Antitrust legislation that would give the Department of Justice new tools to go after the countries that make up the OPEC oil cartel is receiving fresh attention from a bipartisan group of lawmakers in the face of soaring prices at the pump.
The No Oil Producing and Exporting Cartels Act, or NOPEC, would allow the Justice Department to go after OPEC members with antitrust lawsuits. It recently advanced with bipartisan support in the Senate Judiciary Committee, and Democrats and Republicans in both chambers are lobbying their leaderships to back the proposal and hold floor votes.
But the energy industry and presidential administrations going back to Republican George W. Bush have opposed such an idea over fears it could spark retaliation, and take away power from the executive branch by limiting its diplomatic tools for engaging with foreign countries on a range of issues.
The White House has expressed concerns about unintended consequences of the proposal. But it remains unclear whether President Biden would sign such legislation if it reaches his desk.
The new push for NOPEC, which lawmakers have sought to pass for roughly 20 years, comes ahead of Mr. Biden’s planned trip to Saudi Arabia next month. He is expected to lobby the OPEC leader to increase oil output, which could ease high prices.
Dennis Blair, former director of national intelligence under President Barack Obama, disagreed with the notion that NOPEC would hamstring presidents and argued the legislation would give the executive branch more authority by offering the Justice Department additional powers to crack down on other countries.
“The United States needs sticks as well as carrots to deal with Saudi Arabia. President Biden needs to have it in his quiver as he heads off to Saudi Arabia,” Mr. Blair told reporters on a call. “I think [the Biden administration] is being silly not to embrace it and should have embraced it long ago.”
Opponents also have concerns that the legislation could spur retaliation from OPEC and cause prices to further spike. The United Arab Emirates’ energy minister has warned that passing it would create a “chaotic market” and inflate prices by as much as 300%.
The Senate and House passed their own versions of NOPEC under Mr. Bush, but Congress failed to get it across the finish line under threat of a presidential veto. Since then, lawmakers have tried — unsuccessfully — for Congress to pass it and for administrations to warm to the idea.
Rep. Steve Chabot, Ohio Republican, also blamed a powerful and influential group for defeating NOPEC over the past two decades: Big Oil.
“The oil companies don’t like it. And they successfully lobby members of Congress, particularly in some of our southern states,” Mr. Chabot told reporters. “Some of my colleagues that I agree with on a lot of issues, this one I disagree with them. I want to get gas prices down for the consumer and this seems like a logical way to do that.”
High gas prices paired with U.S. sentiment toward Saudi Arabia for the brutal murder and dismemberment of Washington Post journalist Jamal Khashoggi have created the optimal climate for resurrecting the decades-old effort, proponents argued.
“The fact of the matter is, this is a cartel, and the cartel has the ability to set production levels and set the price,” Rep.

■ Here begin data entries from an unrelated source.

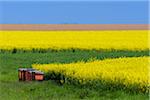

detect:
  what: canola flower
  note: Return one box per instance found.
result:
[32,57,150,93]
[0,30,149,50]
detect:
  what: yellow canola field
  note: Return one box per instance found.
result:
[32,57,150,93]
[0,30,149,50]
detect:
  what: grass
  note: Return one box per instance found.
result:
[0,50,149,100]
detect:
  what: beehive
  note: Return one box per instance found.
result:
[18,68,44,81]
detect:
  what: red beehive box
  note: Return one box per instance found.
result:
[18,68,44,81]
[34,71,44,81]
[18,68,33,81]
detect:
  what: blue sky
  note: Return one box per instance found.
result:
[0,0,148,24]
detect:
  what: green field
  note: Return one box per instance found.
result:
[0,50,149,100]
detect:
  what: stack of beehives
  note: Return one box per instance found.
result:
[18,68,44,81]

David Cicilline, Rhode Island Democrat, told reporters. “The demand from the American people that we equip the government to do everything humanly possible to bring prices down is a very compelling motivation.”
The oil and natural gas industry has already begun lobbying Capitol Hill against the measure.
The American Petroleum Institute warned lawmakers in recent months that while NOPEC may be “well-intended,” it could result in a backlash on domestic producers and consumers.
“This legislation creates significant potential detrimental exposure to U.S. diplomatic, military and business interests while likely having limited impact on the market concerns driving the legislation,” API President and CEO Mike Sommers wrote in a recent letter.